1. Controlled vocabularies. Relation `type`, `purpose`, and the attribute enums are closed sets. New values require a logged decision, not an ad-hoc string.
2. Schema versioning. The data model carries a version; migrations are explicit and dated.
3. Validation gate. A build step refuses to publish if any Term lacks a function_statement or a Source, any Relation has an unknown type, or any alias_of lacks a shared function. Deterministic, the model cannot talk its way past it.
4. Append-only re-derivation log. Every structural change is dated with its reason, the only sanctioned way the structure moves (the map and red-team report already use this; the data inherits it).
5. Separation of identity from view. A term's identity is its function plus names plus sources. Cluster/floor and 3D position are views over that, regenerable, so re-organizing the display never mutates the meaning. This is what lets the model scale to hundreds of terms without the floors becoming the thing that drifts.

## 6. Translator and reflection mechanics

- Non-narrative query: ask by structure, not prose. Examples the enriched model enables: "plain phrasings whose function maps to a NIST Check whose accountability is human and whose drift is silent," or "all handoff points on the Failure Modes floor." These are filters over typed attributes and relations, not keyword search.
- 3D to 2D reflection: the 3D stack is for exploration and pattern-spotting; the 2D reflections are for reading the pattern once seen. Planned reflections: an alias crosswalk table (plain vs technical, per function), a floor-by-floor relation heatmap, and a handoff matrix (human rows, AI columns) that makes AI-human coherence legible at a glance.
- Chat front-end (later): a thin layer that turns a plain sentence into a structured query, returns the calibrated technical term(s) with sources and confidence, and names the divergence if the field disagrees. The graph is the reasoning surface; the chat is the doorway.

## 7. Roadmap

1. Phase A (now): this design, plus migrate the existing 96 terms into the enriched Term schema with function_statements and at least one Source each. Mark everything `candidate`.
2. Phase B: author typed, directed Relations with evidence, starting with `alias_of` (the translator core) and `handoff` (the human-AI map). Add the validation gate.
3. Phase C: build the 2D reflections (crosswalk table, handoff matrix, heatmap) driven by the enriched data; wire them to the 3D map.
4. Phase D: non-narrative query layer over the typed data.
5. Phase E: chat doorway and divergence reporting.

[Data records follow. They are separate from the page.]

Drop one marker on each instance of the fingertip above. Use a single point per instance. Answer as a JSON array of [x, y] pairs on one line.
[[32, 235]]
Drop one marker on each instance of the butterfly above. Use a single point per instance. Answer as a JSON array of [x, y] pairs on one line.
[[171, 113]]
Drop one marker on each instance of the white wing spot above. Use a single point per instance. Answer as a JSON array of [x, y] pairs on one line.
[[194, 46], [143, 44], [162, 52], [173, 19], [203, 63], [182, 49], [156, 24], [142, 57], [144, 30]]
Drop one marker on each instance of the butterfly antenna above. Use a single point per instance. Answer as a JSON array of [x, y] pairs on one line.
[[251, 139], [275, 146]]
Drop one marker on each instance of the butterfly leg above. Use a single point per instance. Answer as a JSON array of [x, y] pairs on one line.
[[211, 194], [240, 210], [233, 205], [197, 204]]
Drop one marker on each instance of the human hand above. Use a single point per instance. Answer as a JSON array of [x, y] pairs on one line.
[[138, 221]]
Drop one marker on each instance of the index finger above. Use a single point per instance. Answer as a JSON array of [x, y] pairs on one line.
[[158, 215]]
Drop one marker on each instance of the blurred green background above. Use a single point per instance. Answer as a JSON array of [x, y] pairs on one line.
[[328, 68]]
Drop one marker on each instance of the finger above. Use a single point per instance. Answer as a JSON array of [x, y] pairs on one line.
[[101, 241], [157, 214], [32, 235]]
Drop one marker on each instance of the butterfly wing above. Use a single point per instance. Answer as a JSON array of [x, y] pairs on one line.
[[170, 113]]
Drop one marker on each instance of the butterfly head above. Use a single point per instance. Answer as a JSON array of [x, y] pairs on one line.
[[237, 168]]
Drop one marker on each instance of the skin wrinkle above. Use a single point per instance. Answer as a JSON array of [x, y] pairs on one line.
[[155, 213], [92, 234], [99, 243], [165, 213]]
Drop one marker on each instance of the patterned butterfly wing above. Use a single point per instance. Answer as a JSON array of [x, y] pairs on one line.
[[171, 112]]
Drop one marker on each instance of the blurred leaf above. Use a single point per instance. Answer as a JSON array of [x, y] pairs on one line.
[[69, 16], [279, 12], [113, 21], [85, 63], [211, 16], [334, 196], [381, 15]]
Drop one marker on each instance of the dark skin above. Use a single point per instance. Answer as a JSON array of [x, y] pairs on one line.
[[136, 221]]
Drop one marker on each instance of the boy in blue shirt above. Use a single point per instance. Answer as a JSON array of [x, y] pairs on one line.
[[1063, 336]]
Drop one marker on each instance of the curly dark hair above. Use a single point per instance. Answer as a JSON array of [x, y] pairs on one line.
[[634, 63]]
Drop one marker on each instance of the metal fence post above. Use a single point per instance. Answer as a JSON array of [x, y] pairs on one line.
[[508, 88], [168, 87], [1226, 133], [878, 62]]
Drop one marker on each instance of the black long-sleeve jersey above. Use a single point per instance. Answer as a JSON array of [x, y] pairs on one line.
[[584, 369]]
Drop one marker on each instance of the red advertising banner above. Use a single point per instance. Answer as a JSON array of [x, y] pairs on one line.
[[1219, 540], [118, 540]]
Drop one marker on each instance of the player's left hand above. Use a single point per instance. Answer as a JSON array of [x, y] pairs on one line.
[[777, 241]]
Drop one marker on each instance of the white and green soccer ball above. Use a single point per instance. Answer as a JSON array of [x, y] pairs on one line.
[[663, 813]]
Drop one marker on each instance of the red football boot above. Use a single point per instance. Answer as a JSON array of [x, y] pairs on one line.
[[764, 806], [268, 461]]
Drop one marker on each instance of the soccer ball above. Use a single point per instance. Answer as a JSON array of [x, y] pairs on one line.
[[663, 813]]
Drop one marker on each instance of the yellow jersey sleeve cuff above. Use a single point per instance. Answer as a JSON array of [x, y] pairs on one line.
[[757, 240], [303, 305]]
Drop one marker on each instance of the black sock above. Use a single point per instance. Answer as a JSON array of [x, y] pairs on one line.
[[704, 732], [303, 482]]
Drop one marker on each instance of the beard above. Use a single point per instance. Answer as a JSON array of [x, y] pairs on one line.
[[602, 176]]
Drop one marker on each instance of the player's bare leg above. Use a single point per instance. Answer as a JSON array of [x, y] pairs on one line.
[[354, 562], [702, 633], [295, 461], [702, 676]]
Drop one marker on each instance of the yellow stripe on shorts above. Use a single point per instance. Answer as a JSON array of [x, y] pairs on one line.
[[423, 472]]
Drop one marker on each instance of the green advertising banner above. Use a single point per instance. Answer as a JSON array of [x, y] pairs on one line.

Each phase ends with a cold-read review before its candidates can be promoted.

## 8. Carried risks (from the red-team)

- Authored, not discovered: until Phase B grounds relations in sources, patterns reflect the author. Mitigation: Source-first discipline and the validation gate.
- Signal dilution: a single dense component makes everything cohere with everything. Mitigation: typed/weighted relations and reflections that filter by type.
- Over-claiming ground truth: the strongest risk to the project's integrity. Mitigation: the `candidate / reviewed / contested` status on every record, shown in the UI, and human cold-read as the only promoter.
- Framing bias: US and institutional sources dominate. Mitigation: the Source registry's `family` and independence tags make the imbalance visible and correctable.